A Failure of Intellectual Nerve By James Reed

I am not surprised. According to Retraction Watch, “Elsevier Journal to Retract 2012 Paper widely Derided as Racist”:

https://www.elsevier.com/about/press-releases/research-and-journals/elsevier-announces-article-retraction-from-journal-food-and-chemical-toxicology

the following article has been pulled: J. Philippe Rushton and D. I. Templer, “Do Pigmentation and Melanocortin System Modulate Aggression and Sexuality in Humans as they do in Other Animals?” Personality and Individual Differences, vol. 53, 2012, pp. 4-8.

          Why is the paper now censored? The abstract tells us all: “We review studies that have found darker pigmented individuals average higher amounts of aggression and sexual activity than lighter pigmented individuals. We hypothesize that similar relationships between pigmentation, aggression, and sexuality occur in humans.”

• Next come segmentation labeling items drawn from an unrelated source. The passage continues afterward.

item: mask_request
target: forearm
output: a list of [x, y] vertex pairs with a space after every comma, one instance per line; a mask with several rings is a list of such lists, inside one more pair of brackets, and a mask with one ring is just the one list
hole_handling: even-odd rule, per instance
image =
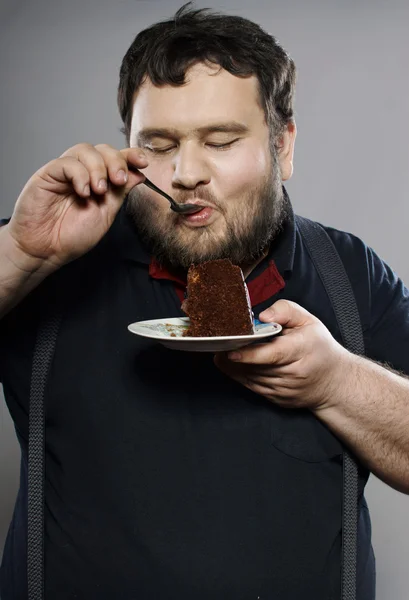
[[315, 414], [375, 475], [409, 494], [409, 379], [354, 355], [346, 362]]
[[45, 261], [29, 257], [18, 248], [7, 225], [0, 227], [0, 318], [52, 271]]

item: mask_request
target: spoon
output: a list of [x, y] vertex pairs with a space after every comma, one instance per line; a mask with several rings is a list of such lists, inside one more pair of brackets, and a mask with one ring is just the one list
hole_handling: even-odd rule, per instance
[[147, 177], [145, 177], [145, 181], [143, 181], [148, 188], [161, 194], [166, 200], [170, 202], [170, 208], [180, 215], [193, 215], [195, 212], [199, 212], [203, 209], [203, 206], [199, 206], [198, 204], [180, 204], [176, 202], [171, 196], [168, 196], [166, 192], [158, 188], [152, 181], [150, 181]]

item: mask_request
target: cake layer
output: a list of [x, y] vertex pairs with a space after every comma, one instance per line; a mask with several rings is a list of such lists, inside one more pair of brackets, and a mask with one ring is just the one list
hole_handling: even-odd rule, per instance
[[228, 259], [207, 261], [190, 267], [183, 310], [190, 318], [187, 335], [192, 337], [254, 333], [243, 273]]

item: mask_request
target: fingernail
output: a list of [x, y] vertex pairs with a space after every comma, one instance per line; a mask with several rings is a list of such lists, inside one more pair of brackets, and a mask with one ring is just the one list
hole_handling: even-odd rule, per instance
[[106, 192], [107, 191], [107, 182], [105, 181], [105, 179], [100, 179], [98, 182], [98, 189], [101, 190], [101, 192]]
[[125, 173], [125, 171], [123, 169], [118, 171], [118, 179], [122, 179], [122, 181], [124, 183], [126, 183], [128, 181], [128, 175]]
[[266, 310], [263, 310], [263, 312], [259, 314], [259, 319], [262, 321], [273, 321], [274, 310], [272, 308], [267, 308]]

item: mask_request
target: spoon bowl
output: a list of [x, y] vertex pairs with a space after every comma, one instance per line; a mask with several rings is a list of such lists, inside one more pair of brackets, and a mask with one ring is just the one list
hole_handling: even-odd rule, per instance
[[203, 209], [203, 206], [199, 206], [197, 204], [180, 204], [176, 202], [171, 196], [169, 196], [166, 192], [158, 188], [152, 181], [150, 181], [147, 177], [145, 177], [145, 181], [143, 181], [148, 188], [153, 190], [154, 192], [161, 194], [166, 200], [170, 202], [170, 208], [179, 213], [180, 215], [193, 215], [196, 212], [199, 212]]

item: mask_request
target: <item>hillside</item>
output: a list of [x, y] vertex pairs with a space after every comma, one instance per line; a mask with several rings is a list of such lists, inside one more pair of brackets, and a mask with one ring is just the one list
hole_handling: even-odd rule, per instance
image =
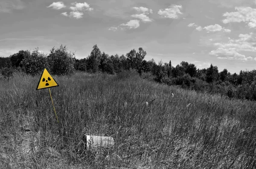
[[[253, 169], [256, 104], [141, 79], [77, 73], [0, 81], [0, 166], [5, 169]], [[172, 95], [172, 93], [174, 94]], [[146, 102], [148, 103], [148, 105]], [[84, 135], [115, 145], [85, 149]]]

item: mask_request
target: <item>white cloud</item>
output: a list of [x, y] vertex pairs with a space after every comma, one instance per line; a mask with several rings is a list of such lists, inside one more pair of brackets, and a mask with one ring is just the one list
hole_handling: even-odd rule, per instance
[[223, 23], [244, 22], [250, 28], [256, 28], [256, 9], [251, 7], [235, 7], [236, 12], [226, 12], [223, 16], [226, 18]]
[[84, 13], [83, 12], [79, 12], [79, 11], [72, 11], [70, 13], [70, 16], [78, 19], [83, 17], [82, 15]]
[[135, 29], [140, 26], [140, 20], [131, 20], [127, 23], [125, 24], [122, 23], [120, 26], [122, 26], [122, 30], [124, 30], [125, 29]]
[[117, 30], [117, 28], [116, 27], [112, 26], [108, 29], [109, 31], [112, 31], [115, 32]]
[[68, 15], [67, 13], [67, 12], [61, 13], [61, 14], [62, 14], [62, 15], [64, 15], [64, 16], [66, 16], [66, 17], [67, 17], [68, 16]]
[[24, 8], [24, 3], [21, 0], [0, 0], [0, 12], [11, 13], [13, 9], [20, 10]]
[[209, 26], [205, 26], [204, 28], [204, 29], [209, 32], [216, 32], [221, 31], [222, 27], [218, 24], [215, 24], [214, 25], [209, 25]]
[[194, 26], [196, 26], [195, 23], [191, 23], [188, 25], [188, 27], [193, 27]]
[[133, 7], [133, 9], [139, 12], [142, 12], [143, 14], [149, 14], [149, 13], [152, 14], [153, 13], [153, 10], [152, 9], [142, 6], [140, 7]]
[[62, 2], [53, 2], [47, 8], [52, 7], [53, 9], [59, 10], [62, 8], [66, 7], [66, 6]]
[[219, 59], [251, 60], [252, 57], [247, 57], [241, 52], [256, 52], [256, 34], [240, 34], [237, 39], [229, 38], [227, 43], [215, 43], [217, 49], [212, 50], [210, 54], [218, 56]]
[[90, 5], [86, 2], [84, 3], [77, 3], [76, 2], [71, 3], [71, 5], [74, 6], [71, 6], [70, 9], [73, 11], [79, 11], [83, 10], [92, 11], [93, 9], [90, 8]]
[[172, 19], [178, 19], [179, 14], [182, 14], [180, 9], [182, 9], [181, 5], [172, 5], [169, 8], [166, 8], [164, 10], [160, 9], [157, 14], [163, 17]]
[[198, 31], [201, 31], [203, 30], [203, 28], [201, 26], [198, 26], [195, 23], [191, 23], [188, 25], [188, 27], [196, 27], [195, 29]]
[[198, 26], [195, 29], [198, 31], [201, 31], [202, 30], [203, 30], [203, 28], [202, 28], [202, 26]]
[[230, 33], [231, 32], [231, 30], [229, 29], [224, 29], [223, 31], [225, 32]]
[[148, 16], [143, 14], [133, 14], [131, 15], [131, 16], [132, 17], [140, 19], [144, 22], [152, 22], [153, 20], [152, 19], [149, 18]]

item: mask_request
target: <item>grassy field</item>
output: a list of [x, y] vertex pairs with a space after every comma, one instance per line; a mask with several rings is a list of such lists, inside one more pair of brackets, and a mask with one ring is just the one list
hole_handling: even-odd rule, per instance
[[[256, 168], [255, 102], [78, 73], [54, 76], [58, 123], [39, 77], [0, 81], [0, 168]], [[88, 134], [114, 146], [86, 149]]]

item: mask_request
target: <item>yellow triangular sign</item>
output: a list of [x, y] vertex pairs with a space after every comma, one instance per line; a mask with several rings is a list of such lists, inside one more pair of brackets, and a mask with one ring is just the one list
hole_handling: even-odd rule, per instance
[[43, 72], [43, 73], [41, 75], [40, 80], [38, 82], [36, 89], [39, 90], [58, 86], [56, 81], [51, 76], [46, 69], [44, 68], [44, 72]]

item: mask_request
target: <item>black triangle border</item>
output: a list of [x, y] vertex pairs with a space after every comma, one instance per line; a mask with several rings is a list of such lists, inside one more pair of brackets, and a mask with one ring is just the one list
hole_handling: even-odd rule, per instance
[[[47, 72], [48, 72], [48, 73], [49, 73], [49, 74], [50, 73], [49, 72], [49, 71], [48, 71], [48, 70], [46, 68], [45, 68], [44, 69], [47, 71]], [[54, 79], [54, 78], [53, 78], [53, 77], [50, 74], [50, 75], [51, 75], [51, 76], [52, 76], [52, 79], [54, 80], [54, 81], [55, 81], [55, 82], [56, 82], [56, 83], [57, 83], [57, 86], [54, 86], [45, 87], [44, 88], [38, 89], [38, 86], [39, 86], [39, 83], [40, 83], [40, 81], [41, 80], [41, 78], [42, 78], [42, 76], [43, 76], [43, 74], [44, 73], [44, 71], [43, 71], [43, 72], [42, 72], [42, 74], [41, 74], [41, 76], [40, 76], [40, 78], [39, 79], [39, 81], [38, 82], [38, 86], [37, 86], [37, 87], [36, 87], [36, 90], [40, 90], [40, 89], [44, 89], [50, 88], [51, 87], [59, 86], [58, 84], [58, 83], [57, 83], [57, 81], [55, 80], [55, 79]]]

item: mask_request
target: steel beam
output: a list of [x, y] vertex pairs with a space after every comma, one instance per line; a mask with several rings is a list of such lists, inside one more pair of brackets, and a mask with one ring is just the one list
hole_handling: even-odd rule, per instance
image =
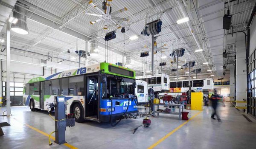
[[[10, 22], [6, 22], [6, 114], [11, 115], [11, 101], [10, 99]], [[2, 78], [1, 78], [2, 79]]]

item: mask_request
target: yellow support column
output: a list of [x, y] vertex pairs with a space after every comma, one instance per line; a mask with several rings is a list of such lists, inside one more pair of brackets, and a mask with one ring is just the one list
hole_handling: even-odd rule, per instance
[[191, 93], [191, 110], [202, 110], [203, 109], [204, 98], [202, 92]]

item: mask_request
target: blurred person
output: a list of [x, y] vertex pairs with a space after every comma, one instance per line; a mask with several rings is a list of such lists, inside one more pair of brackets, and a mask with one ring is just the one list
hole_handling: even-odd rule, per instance
[[214, 118], [214, 116], [216, 115], [218, 121], [220, 122], [221, 122], [221, 120], [217, 111], [218, 107], [218, 103], [219, 101], [221, 101], [223, 104], [224, 107], [225, 107], [225, 104], [221, 100], [221, 98], [217, 94], [217, 90], [216, 90], [215, 89], [214, 89], [214, 93], [211, 96], [210, 99], [212, 101], [212, 109], [213, 109], [211, 118], [214, 120], [216, 119], [216, 118]]

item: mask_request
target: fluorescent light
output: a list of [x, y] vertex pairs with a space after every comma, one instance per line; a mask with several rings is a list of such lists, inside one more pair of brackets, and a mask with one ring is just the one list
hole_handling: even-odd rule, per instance
[[27, 35], [29, 34], [29, 32], [23, 29], [18, 28], [11, 28], [12, 31], [16, 32], [18, 34], [22, 34], [23, 35]]
[[203, 49], [198, 49], [197, 50], [195, 50], [195, 52], [201, 52], [203, 51]]
[[178, 20], [177, 21], [177, 22], [176, 22], [177, 23], [177, 24], [180, 24], [180, 23], [184, 23], [184, 22], [187, 22], [189, 20], [189, 19], [188, 17], [184, 17], [184, 18]]
[[131, 36], [129, 39], [130, 40], [135, 40], [135, 39], [137, 39], [137, 38], [138, 38], [138, 37], [137, 35], [134, 35], [134, 36]]

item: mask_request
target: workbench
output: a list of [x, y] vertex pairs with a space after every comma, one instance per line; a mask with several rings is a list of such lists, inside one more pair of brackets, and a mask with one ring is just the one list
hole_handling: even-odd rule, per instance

          The Rushton/Templer paper first reviewed non-human animal studies that indicated that darker pigmented animals had higher than average levels of aggression and sexual activity than lighter pigmented animals. The comprehensive literature review indicates that right throughout the animal kingdom, this relationship is found. As humans are animals, it is a reasonable hypothesis to investigate whether or not this holds for humans too. Yes, but today, not politically correct.

          The available literature indicates, that authors argue, that both within human populations and between populations, darker pigmented individual have higher than average levels of aggression and sexual activity and lower IQs. They examined crime statistics, rates of murder, rape and serious assault, psychopathology in childhood and adolescence, sexual activity, and rates of sexually transmitted diseases. All of these areas are confirmed by the pigmentation hypothesis.

          Naturally a paper like that cannot be left to survive, even though by some fluke it was published in the first place. Hence the need for independent journals, all on-line, and freely accessible to the general public, not shut behind pay walls. And, in such journals, scholars can pull no punches, and hit harder, so to speak.